Parenteral therapy bypasses the gastrointestinal system and hits the circulatory system directly. Researchers from the Yokohama City University Medical Center have attempted to find risk factors that could predict therapy resistance in tubo-ovarian abscess (TOA) cases. The study was published in the Journal of Obstetrics and Gynaecology Research.

Fifty-five patients were admitted for TOA. Researchers used these admissions for the study. Twenty-eight of the patients failed to respond to parenteral therapy. The remaining 57 patients were cured via conservative methods. C-reactive protein, white blood cell count and abscess size differed between the two groups, but abscess size was the only predictive measurement in terms of parenteral therapy failure.

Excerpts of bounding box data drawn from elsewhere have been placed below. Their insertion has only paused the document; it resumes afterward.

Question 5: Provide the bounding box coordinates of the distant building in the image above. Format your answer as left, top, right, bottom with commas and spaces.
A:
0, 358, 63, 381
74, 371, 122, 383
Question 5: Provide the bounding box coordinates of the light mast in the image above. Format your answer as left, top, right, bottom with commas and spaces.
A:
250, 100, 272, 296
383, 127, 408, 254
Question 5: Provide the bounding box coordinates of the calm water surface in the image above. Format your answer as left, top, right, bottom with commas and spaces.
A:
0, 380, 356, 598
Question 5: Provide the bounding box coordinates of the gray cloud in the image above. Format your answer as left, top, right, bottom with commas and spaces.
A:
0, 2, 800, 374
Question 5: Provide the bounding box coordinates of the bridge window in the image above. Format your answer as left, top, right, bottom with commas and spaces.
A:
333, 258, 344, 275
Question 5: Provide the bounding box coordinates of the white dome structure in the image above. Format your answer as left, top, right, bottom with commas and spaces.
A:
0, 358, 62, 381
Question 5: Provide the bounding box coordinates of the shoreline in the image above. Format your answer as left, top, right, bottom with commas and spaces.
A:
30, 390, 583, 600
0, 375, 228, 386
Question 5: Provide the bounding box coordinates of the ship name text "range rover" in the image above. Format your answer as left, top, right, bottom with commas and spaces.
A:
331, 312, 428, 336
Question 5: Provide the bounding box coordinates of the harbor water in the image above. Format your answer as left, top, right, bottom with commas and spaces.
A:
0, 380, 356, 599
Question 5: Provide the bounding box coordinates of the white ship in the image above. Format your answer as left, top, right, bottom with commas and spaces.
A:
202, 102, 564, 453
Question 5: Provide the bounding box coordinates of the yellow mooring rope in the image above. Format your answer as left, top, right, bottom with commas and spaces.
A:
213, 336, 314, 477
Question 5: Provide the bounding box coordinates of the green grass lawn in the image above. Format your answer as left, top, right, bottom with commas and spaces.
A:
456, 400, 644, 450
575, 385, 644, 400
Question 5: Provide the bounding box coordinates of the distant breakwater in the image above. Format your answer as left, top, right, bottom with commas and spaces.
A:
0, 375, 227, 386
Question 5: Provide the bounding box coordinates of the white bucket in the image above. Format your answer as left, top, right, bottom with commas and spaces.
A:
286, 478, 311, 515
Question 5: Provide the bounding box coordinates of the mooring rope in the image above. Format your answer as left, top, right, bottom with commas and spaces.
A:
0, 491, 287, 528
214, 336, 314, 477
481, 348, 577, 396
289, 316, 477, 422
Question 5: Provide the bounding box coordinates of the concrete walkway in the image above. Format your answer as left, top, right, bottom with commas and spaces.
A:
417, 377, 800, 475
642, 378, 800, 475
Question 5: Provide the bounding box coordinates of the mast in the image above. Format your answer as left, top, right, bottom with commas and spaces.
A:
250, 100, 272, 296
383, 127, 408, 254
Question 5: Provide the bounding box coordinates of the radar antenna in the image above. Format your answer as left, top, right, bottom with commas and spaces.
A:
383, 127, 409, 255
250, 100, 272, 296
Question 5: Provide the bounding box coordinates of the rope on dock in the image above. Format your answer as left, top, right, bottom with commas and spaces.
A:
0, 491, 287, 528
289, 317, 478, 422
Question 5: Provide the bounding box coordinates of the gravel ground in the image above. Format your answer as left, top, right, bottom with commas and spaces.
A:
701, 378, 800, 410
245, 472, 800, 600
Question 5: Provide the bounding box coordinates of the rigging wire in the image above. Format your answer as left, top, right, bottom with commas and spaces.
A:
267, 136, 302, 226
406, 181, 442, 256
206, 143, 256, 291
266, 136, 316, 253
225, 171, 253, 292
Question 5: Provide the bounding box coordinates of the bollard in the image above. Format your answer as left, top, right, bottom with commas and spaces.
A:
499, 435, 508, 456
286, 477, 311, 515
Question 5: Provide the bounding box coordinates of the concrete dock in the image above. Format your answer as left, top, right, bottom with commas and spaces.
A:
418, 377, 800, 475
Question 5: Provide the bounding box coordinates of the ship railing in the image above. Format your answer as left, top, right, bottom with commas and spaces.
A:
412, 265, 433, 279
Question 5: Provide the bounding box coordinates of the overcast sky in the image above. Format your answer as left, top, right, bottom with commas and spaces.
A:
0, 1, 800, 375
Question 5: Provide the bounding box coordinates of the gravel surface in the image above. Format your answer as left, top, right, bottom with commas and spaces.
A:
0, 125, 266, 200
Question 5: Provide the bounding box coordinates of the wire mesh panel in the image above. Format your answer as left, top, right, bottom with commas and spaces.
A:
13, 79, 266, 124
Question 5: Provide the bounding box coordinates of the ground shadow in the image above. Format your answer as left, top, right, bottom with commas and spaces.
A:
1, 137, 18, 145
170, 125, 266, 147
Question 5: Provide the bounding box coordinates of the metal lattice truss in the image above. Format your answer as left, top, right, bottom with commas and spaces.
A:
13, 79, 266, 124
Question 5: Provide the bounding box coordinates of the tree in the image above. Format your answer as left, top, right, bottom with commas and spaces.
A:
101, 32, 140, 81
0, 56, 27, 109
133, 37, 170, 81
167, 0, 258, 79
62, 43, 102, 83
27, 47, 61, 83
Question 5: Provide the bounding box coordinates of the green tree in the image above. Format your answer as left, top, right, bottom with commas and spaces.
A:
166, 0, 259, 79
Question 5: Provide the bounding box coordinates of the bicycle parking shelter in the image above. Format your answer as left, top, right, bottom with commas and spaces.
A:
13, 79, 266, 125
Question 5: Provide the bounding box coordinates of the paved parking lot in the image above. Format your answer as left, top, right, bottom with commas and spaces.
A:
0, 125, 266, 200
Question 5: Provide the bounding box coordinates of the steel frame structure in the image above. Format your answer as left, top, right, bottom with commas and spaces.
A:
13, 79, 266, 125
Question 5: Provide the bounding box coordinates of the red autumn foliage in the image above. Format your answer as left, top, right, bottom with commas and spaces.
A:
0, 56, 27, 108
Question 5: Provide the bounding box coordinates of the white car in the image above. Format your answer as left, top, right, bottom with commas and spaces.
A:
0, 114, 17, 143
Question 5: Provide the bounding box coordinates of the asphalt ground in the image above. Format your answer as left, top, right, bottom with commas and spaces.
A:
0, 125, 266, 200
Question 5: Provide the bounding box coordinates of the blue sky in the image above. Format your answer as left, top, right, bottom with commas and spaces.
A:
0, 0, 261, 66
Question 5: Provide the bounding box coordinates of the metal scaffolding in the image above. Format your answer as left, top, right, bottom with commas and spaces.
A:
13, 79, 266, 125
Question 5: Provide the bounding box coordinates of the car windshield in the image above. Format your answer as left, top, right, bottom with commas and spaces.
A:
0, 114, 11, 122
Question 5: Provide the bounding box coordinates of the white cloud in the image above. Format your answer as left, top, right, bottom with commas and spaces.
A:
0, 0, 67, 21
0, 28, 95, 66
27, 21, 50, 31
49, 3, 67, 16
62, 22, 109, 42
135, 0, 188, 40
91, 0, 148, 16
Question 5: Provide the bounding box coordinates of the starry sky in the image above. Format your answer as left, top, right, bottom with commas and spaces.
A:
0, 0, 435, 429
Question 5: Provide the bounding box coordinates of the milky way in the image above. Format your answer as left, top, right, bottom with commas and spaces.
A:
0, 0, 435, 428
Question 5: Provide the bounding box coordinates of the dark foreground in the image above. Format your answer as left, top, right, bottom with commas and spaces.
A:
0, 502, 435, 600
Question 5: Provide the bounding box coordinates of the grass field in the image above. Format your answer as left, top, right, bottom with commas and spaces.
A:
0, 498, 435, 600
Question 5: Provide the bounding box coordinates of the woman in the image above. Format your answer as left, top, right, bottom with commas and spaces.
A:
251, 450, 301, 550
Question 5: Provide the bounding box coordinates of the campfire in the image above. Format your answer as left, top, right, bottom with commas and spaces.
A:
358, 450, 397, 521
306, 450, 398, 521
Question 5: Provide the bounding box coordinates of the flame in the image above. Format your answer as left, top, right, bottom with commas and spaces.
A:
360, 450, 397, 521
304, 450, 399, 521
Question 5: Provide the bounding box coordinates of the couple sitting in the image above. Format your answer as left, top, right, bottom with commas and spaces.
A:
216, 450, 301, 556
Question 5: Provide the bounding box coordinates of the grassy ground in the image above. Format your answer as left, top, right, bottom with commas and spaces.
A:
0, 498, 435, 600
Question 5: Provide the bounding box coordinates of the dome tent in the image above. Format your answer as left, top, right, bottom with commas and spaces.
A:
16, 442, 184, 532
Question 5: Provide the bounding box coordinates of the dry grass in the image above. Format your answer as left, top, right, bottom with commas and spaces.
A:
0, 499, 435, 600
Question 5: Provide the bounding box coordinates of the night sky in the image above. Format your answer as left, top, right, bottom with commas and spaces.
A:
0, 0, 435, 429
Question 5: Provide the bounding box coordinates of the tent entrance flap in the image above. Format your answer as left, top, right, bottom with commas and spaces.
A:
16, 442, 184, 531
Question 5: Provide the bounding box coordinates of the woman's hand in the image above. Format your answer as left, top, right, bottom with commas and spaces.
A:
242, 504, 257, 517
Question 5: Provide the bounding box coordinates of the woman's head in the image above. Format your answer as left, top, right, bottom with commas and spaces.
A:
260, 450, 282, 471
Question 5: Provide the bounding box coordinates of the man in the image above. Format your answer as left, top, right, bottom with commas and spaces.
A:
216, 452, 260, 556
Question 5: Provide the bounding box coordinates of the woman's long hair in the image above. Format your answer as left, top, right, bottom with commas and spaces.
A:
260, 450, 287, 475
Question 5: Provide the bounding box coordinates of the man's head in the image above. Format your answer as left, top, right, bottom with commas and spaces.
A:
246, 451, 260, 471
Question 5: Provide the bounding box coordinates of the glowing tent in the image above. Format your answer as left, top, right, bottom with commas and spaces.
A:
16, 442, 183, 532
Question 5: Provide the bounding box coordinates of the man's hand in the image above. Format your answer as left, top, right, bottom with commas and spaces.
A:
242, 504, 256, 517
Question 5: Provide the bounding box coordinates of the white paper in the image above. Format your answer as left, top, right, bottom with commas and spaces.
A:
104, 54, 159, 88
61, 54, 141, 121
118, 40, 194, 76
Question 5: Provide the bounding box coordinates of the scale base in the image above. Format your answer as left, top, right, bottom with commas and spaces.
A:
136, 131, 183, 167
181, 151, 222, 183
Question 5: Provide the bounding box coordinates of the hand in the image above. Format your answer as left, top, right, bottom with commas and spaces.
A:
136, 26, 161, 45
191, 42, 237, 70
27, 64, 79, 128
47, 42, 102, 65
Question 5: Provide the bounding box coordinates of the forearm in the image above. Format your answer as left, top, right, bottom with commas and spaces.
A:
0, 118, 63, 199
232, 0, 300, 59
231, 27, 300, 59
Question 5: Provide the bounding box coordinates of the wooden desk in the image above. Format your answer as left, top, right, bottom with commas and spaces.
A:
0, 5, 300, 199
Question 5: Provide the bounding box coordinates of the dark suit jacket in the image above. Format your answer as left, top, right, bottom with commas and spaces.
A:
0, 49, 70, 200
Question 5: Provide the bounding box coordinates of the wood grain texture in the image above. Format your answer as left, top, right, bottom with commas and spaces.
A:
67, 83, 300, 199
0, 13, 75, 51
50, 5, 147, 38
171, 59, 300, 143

Conclusion: Patients with an abscess in excess of five centimeters were more likely to require advanced treatment for TOA as conservative antibiotic treatment (parenteral therapy) was not effective. Despite C-reactive protein and white blood cell count differences between the two groups, abscess size was the only factor that predicted resistance to therapy.

Source: Mizushima T, Yoshida H, Ohi Y, Ishikawa M, Hirahara F. Evaluating the risk factors for developing resistance to parenteral therapy for tubo-ovarian abscess: A case-control study. J Obstet Gynaecol Res. 2013 Mar 20. doi: 10.1111/jog.12018.